CleaningOutMyCloset · 03/03/2023 12:29

I fully intend to take my full lump sum. You don't know how long your retirement will be, at least you'll have the cash in the bank

beguilingeyes · 10/03/2023 15:00

It is right that if you take your lump sum your remaining pension never goes up?
No annual increases?

beguilingeyes · 10/03/2023 15:01

This is for a Defined Benefit pension.

Chewbecca · 10/03/2023 17:53

No!

Well, not usually. The increase does depend on the scheme rules so I guess yours might be a very unusual scheme with that term. Public servants schemes go up with inflation. Mine (an old bank scheme) goes up with CPI but it’s capped at a max of 3%.

BG2015 · 10/03/2023 18:35

Teachers pensions are index linked and for life. I'll be taking my maximum pension and lump sum.

Cupcakequeen75 · 11/03/2023 12:41

I am taking my DB pension later this year with the max lump-sum and an annual pension that increases annually by RPI/CPI (can't remember which). Ours isn't capped and this year the increase is 10%.

Like I said earlier there is sometimes the PIES option.
This allows you to take an even larger lump-sum and annual pension (initially at least) but part of your annual pension then NEVER increases.

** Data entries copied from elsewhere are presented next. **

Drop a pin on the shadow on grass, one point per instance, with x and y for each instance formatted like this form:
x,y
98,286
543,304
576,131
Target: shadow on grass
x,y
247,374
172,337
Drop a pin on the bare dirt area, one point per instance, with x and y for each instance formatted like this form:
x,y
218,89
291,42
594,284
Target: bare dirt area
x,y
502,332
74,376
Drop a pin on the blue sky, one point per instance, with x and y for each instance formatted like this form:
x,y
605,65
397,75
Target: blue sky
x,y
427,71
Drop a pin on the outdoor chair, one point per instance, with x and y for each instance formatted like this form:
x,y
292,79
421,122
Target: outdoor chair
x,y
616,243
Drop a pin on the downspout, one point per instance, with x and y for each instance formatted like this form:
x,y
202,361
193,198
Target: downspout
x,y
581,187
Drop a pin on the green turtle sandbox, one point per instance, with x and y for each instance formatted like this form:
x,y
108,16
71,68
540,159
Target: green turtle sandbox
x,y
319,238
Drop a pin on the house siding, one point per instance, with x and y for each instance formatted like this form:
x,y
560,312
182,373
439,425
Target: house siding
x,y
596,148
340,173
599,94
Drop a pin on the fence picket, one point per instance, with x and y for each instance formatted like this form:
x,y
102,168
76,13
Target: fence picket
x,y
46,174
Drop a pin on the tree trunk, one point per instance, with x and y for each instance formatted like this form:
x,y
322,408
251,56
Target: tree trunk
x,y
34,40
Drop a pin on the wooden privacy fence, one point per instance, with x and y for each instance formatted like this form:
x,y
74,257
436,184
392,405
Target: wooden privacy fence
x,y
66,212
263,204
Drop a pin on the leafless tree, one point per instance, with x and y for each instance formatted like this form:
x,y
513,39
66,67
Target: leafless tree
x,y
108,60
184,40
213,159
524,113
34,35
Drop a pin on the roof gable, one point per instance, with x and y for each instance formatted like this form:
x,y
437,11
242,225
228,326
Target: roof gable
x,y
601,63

Many decisions to be made.

Fanacapan · 11/03/2023 12:49

I’ve got a call booked with a pension advisor next week, we’ll see what he says! Thanks for all your comments so far!

OP posts:
ChessieFL · 16/03/2023 05:44

It’s very individual whether to take the maximum lump sum or the maximum pension, but one thing to bear in mind is that in the NHS scheme the commutation factor is 12:1 and this doesn’t change with age. This means that for every £1 pension you give up, you get £12 lump sum. At a very simple level, this would mean that you would need to be receiving your pension for at least 12 years after retirement to get more from that than if you took the max lump sum. Once you factor in tax and the annual increase on the pension, it’s probably somewhere between 15-20 years to hit the break even point.

Therefore, if you’re retiring at 75, taking the max lump sum is a good deal as there’s less likelihood of you receiving your pension for long enough to break even. If you’re retiring at 55, it’s a much less favourable deal, especially if you’re in good health, because you would hope to be receiving your pension for more than 20 years so would therefore get more from having the higher pension.

Again though it’s not as clear cut as that because it depends on your personal circumstances - being able to pay off the mortgage with the lump sum might be more beneficial, or you might be able to invest the lump sum to earn enough interest/investment income to outstrip what you might gain from the higher pension.

It’s a very individual decision and there’s no overall right or wrong answer about what the best option is.